Megan holds a bachelor's degree in English literature from the University of Pennsylvania and an M.B.A. from the University of Chicago. After a lifetime as a New Yorker, she now resides in northwest Washington, D.C., where she is still trying to figure out what one does with an apartment larger than 400 square feet.

Marginal revolution

By Megan McArdle
Jul 7 2008, 3:38 PM ET Comment

Orac has a great post on the cost-effectiveness of cancer treatments, particularly Avastin, an extremely expensive angiogenesis inhibitor.

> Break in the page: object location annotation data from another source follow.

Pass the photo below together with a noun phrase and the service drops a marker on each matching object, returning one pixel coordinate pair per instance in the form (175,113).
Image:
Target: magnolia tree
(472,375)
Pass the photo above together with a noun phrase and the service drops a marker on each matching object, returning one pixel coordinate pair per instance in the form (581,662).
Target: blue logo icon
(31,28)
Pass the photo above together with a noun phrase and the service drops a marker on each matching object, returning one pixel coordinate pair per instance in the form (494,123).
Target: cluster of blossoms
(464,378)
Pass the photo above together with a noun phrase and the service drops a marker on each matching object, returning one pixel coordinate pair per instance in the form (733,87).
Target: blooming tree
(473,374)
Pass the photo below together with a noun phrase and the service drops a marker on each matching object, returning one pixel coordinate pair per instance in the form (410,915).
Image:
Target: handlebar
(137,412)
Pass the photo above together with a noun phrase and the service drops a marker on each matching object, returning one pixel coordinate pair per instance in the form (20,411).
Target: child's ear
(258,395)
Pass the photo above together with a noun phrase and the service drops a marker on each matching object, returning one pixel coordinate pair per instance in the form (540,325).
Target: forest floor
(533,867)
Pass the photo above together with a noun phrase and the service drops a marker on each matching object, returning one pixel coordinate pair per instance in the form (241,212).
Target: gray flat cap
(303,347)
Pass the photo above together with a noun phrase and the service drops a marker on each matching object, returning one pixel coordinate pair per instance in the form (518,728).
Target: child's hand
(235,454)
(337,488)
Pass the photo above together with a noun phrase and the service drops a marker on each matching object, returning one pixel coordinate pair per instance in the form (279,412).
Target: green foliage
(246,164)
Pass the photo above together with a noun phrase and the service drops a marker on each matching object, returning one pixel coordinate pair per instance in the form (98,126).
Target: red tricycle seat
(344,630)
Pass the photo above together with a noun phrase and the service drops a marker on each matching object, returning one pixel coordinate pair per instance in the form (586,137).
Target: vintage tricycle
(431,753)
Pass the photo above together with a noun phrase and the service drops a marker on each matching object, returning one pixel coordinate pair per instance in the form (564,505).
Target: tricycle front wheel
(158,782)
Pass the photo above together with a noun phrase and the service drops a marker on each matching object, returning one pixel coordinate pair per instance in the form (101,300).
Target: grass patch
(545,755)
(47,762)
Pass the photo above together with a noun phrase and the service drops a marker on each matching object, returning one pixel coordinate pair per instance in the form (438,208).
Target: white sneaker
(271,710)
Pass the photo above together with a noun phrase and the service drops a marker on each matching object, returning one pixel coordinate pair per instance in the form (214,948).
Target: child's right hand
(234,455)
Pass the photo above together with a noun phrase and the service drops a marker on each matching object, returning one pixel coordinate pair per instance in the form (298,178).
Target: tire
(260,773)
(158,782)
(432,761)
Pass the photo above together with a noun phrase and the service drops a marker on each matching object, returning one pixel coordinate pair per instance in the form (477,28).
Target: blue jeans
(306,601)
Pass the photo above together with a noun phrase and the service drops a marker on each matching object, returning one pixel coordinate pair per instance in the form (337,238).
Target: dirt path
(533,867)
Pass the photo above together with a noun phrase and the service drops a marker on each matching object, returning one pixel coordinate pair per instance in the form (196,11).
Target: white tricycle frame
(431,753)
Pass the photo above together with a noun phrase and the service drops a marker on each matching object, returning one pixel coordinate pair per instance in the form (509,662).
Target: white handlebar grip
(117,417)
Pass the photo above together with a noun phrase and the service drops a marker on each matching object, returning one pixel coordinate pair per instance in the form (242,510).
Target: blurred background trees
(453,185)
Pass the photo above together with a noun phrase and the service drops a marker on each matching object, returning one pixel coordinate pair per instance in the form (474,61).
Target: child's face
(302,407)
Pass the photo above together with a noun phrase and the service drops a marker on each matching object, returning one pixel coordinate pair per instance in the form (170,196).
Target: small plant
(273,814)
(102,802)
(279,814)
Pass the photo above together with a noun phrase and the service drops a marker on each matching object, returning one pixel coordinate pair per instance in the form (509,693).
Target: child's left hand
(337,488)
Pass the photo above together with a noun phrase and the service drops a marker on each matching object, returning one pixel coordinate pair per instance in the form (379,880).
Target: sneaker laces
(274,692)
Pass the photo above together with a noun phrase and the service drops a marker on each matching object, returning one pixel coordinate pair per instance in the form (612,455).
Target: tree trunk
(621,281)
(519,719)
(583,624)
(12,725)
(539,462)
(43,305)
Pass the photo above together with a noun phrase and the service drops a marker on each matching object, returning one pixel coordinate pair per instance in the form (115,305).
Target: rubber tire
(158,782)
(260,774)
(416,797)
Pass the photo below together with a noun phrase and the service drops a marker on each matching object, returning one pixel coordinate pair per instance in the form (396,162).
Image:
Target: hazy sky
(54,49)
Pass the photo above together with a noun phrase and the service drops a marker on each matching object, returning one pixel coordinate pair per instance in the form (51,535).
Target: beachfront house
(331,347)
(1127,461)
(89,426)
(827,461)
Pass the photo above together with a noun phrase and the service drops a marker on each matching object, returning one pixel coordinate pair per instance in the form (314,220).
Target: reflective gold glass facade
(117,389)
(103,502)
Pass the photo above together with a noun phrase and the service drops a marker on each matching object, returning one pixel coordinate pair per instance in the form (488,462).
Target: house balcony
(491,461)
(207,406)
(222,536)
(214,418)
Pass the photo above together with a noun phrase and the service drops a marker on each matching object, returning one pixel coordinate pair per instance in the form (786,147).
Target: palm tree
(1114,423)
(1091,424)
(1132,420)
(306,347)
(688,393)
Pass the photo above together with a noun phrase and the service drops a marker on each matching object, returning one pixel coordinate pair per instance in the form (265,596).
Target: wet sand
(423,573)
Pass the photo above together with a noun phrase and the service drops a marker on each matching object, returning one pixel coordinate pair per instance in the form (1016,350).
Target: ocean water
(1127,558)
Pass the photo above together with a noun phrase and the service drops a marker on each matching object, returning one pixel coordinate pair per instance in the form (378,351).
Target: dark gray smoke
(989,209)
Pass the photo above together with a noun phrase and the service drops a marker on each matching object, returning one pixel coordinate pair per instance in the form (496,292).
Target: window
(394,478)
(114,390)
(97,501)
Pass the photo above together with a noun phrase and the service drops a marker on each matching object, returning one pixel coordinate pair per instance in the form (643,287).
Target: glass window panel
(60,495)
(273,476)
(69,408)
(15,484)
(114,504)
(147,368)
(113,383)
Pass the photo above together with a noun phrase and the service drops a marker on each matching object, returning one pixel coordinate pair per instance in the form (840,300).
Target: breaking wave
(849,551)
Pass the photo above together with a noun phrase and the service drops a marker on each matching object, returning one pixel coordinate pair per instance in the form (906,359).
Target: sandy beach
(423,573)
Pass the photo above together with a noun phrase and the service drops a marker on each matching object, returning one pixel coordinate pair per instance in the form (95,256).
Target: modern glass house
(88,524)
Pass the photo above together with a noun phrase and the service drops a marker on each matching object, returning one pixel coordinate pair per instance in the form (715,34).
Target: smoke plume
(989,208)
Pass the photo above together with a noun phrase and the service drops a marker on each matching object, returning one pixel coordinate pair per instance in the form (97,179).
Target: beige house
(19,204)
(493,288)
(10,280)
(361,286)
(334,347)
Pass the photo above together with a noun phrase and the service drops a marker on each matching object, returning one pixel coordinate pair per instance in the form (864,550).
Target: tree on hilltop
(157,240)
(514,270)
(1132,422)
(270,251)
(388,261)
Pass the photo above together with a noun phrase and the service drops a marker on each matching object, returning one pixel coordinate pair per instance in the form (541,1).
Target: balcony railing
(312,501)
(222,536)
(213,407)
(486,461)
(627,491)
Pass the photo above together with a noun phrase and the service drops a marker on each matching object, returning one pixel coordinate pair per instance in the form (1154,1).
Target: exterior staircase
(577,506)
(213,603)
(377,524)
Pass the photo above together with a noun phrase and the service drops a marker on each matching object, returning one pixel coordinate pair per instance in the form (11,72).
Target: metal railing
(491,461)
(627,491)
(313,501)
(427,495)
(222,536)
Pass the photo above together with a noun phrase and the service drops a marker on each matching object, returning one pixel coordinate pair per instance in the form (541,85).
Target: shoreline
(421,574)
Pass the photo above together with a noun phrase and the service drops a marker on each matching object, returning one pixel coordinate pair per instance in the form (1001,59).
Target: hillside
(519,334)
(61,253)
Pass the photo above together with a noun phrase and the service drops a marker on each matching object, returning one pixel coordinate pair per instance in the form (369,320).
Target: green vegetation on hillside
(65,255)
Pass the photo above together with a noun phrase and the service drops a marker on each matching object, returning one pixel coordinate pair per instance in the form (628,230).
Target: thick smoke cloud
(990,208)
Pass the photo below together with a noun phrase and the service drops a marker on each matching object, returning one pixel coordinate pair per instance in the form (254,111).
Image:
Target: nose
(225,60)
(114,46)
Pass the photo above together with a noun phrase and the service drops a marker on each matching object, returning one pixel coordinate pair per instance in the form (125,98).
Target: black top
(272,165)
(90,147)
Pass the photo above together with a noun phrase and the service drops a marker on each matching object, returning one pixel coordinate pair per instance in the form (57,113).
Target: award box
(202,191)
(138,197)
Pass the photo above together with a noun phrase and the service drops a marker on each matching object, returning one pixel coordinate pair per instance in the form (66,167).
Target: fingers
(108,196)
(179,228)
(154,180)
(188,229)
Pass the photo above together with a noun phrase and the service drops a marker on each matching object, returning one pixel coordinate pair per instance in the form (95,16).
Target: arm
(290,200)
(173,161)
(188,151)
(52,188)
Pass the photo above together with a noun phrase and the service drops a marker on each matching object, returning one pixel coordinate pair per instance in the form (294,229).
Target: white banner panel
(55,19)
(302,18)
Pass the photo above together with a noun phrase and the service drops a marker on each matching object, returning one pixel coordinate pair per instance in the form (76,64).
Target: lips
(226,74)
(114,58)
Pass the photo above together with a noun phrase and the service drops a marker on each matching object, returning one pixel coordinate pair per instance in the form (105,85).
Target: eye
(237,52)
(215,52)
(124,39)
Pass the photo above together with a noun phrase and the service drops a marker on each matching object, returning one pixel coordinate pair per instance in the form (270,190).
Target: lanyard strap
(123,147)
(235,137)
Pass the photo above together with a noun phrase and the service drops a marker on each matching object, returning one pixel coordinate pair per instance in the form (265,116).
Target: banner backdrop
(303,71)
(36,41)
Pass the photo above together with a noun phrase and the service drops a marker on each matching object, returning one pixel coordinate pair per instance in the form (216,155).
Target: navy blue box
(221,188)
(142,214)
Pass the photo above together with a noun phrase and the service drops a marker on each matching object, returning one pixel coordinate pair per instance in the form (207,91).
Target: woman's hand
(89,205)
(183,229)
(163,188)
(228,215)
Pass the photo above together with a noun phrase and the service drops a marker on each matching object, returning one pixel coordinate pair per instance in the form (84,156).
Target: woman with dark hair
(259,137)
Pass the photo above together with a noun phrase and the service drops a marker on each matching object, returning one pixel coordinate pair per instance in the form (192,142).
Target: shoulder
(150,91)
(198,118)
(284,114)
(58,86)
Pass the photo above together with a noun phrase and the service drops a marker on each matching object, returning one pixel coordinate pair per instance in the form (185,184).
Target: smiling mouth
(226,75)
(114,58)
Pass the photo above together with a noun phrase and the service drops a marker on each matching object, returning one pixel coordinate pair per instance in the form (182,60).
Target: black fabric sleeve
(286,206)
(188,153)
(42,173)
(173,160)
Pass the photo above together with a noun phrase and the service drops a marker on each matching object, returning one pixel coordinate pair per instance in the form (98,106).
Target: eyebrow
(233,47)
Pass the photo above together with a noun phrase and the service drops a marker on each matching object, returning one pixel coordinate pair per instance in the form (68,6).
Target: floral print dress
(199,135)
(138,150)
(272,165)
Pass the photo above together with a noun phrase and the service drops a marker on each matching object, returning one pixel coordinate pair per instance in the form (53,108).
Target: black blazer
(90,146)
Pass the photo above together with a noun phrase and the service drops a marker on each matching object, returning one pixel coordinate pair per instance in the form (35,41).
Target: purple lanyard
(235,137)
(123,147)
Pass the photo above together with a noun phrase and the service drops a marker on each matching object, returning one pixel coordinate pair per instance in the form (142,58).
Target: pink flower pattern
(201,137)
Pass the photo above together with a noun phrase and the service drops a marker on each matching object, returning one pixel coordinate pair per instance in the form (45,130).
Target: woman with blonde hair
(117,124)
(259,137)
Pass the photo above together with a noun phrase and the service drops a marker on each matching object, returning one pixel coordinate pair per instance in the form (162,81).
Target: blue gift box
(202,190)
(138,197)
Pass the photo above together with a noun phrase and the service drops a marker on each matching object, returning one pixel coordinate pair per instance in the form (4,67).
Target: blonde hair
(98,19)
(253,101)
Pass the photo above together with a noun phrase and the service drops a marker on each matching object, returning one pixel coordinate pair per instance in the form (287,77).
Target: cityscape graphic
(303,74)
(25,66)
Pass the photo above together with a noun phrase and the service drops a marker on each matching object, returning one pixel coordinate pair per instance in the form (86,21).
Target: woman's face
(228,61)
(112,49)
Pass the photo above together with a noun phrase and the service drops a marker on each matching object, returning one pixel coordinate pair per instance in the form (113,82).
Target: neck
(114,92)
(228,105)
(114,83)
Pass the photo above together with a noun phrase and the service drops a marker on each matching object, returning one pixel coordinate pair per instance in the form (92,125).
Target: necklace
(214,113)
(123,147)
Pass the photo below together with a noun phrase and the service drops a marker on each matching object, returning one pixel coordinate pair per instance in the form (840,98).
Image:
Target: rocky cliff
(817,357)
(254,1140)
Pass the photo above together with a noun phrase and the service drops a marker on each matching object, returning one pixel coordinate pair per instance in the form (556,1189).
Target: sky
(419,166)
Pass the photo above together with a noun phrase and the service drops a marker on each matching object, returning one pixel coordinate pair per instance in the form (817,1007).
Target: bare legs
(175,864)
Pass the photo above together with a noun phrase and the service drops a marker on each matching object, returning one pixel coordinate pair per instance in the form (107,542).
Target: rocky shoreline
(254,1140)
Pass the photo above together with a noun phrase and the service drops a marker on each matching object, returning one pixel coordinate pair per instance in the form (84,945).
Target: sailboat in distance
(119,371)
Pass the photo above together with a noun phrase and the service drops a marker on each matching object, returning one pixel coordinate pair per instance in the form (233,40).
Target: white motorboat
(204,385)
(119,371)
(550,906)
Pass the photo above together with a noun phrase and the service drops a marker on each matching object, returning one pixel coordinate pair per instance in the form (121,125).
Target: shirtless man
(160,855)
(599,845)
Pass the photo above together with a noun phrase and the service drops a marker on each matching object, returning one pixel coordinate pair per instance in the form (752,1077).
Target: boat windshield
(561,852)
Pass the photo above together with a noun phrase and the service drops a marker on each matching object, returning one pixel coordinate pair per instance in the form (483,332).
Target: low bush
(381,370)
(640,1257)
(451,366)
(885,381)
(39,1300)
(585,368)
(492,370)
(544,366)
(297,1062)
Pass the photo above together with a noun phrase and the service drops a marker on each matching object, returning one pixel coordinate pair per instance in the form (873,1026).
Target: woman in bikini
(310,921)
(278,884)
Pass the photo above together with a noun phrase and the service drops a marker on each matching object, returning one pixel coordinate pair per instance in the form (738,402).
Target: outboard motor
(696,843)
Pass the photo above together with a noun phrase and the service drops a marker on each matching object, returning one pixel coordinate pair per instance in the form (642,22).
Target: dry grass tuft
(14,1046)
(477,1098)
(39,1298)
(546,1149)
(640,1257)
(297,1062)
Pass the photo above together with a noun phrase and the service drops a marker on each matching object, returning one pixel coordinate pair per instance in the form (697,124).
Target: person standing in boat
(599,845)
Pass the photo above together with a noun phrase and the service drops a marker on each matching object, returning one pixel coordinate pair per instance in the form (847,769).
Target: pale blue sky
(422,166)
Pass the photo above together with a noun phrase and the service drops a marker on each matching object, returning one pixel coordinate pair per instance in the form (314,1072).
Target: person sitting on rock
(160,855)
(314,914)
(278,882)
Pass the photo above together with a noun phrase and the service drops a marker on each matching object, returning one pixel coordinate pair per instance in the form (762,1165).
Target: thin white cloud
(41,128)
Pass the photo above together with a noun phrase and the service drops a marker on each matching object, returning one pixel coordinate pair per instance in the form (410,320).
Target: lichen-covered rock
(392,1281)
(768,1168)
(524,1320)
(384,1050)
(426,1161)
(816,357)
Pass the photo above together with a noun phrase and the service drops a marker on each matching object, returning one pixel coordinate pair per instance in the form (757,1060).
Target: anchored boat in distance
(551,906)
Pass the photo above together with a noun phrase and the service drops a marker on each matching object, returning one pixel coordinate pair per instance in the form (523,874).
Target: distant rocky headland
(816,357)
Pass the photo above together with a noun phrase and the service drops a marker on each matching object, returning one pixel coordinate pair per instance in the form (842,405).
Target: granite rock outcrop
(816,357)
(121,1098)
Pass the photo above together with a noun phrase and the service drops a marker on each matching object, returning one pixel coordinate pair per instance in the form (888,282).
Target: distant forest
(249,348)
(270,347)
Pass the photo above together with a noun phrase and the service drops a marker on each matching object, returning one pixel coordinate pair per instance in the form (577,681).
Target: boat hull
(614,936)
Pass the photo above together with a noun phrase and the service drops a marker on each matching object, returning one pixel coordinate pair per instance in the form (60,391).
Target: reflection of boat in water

Basically, what is being discussed here is whether a drug affects overall survival (OS), which is mortality from all causes in a cancer patient, versus whether it affects progression-free survival (PFS), which is the period of time before a given tumor progresses. Surprisingly, at least to non-oncologists and lay people, OS and PFS are often unrelated. If, for example, a drug slows tumor growth sufficiently to demonstrate a significant affect on PFS, it doesn't necessarily mean that OS will be better too. Sometimes it will, sometimes it won't. Moreover, it's long been a debate over whether PFS is a valid endpoint for approving a drug. Traditionally, the thinking has been that if a drug does not improve OS, then it probably shouldn't be approved as a first line agent given up front to new cancer patients who have not been treated yet, although it can be approved as a second-line or third-line agent, to be tried after first line agents fail.

However, thinking has been evolving over the last few years towards accepting a somewhat looser standard of valuing PFS. . .

. . . resources are not endless, and one has to ask how much a few months of PFS without a concomitant increase in OS are worth. I don't know the answer to that one, as this is a very difficult debate that we in the U.S. have thus far been able to avoid. Our colleagues in nations with nationalized health care systems cannot avoid it, though. For example, in Canada, it's been estimated that the addition of Avastin to breast cancer and lung cancer treatment would add $299 million a year to Canada's health care costs. In a country like Canada, the only choices are to cut money out of other programs to pay for this or to raise taxes. In the U.S., our insurance premiums just go up.


Everyone in the healthcare debate is looking for a villain: heedless consumers, careless doctors, grasping pharma companies. But the truth is, most of the increase in health care costs comes from new treatments, not abuse of the system. And a lot of those new treatments raise a question: how much are we willing to pay for marginal improvements in survival, or quality of life?

As Orac says, so far we've ducked that question because we have no central planner that has to make it. But eventually, we're going to have to face it through the mechanism of rising premia. And there's no easy answer. It's easy to dismiss these improvements as marginal, but marginal is not the same thing as "insignificant". Baby steps will eventually bring you to the same place as one giant leap--it just takes a little longer. My understanding is that the reason we've made such immense advances in pediatric oncology is that the oncologists just kept grinding away, producing minor improvements that over time added up to a gigantic increase in life expectancy for children with cancer.